The object in a zero energy design is to make the house so tight that it exchanges air only once every 10 hours or so. We make up the fresh air with mechanical ventilation and heat-recovery ventilators (see Chapter 4) and, in so doing, control airflow. We can place air intakes where we want them and distribute the air in the house where it's needed. Without mechanical ventilation, 0.35 natural air changes per hour (NACH) is as low as most codes will allow you to build. That is about the limit of a conventional new, fiberglass-insulated house. [sidebar 1sb14]
To get to airtight construction, the building needs to be wrapped with an air-sealing barrier or insulated with spray foam. Building products such as structural insulated panels (SIPs) can also create a very airtight structure. The critical areas to examine for air leaks are where there are penetrations, such as doors, windows, vents, and flues, and where building elements come together. The connectivity from floor to floor is also key, particularly between the top floor and the attic. [sidebar 1sb6]

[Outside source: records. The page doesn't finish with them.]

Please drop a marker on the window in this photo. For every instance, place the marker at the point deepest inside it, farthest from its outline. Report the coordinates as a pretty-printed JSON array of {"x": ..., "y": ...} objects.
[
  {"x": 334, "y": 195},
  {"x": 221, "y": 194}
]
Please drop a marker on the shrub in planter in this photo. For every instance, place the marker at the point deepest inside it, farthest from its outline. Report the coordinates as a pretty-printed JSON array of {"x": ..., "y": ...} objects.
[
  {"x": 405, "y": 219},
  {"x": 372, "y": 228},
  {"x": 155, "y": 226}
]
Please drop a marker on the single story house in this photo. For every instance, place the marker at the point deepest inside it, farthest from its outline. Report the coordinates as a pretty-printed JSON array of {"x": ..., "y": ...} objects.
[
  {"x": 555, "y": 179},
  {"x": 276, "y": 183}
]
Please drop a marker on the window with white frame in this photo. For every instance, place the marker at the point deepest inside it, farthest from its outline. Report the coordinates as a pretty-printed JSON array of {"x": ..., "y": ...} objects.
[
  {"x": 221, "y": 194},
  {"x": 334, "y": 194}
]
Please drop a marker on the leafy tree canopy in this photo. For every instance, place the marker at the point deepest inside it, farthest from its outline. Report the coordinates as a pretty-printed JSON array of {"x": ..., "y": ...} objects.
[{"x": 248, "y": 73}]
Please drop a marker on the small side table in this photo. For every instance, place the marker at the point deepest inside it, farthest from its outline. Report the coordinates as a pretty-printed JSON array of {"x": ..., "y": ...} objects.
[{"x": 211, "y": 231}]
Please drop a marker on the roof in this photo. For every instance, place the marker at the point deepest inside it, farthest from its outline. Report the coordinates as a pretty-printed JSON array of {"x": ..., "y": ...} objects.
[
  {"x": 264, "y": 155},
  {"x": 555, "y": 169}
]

When building an airtight envelope it is necessary to provide mechanical ventilation. Climate extremes will determine what type of ventilation is required. In mild climates with few heating and cooling degree days, passive fresh air intakes linked to an exhaust fan may suffice. These are through-the-wall vents with flaps on the inside that work by drawing in air when an exhaust fan is turned on. Otherwise, the flap seals and keeps air pressure in the house neutral.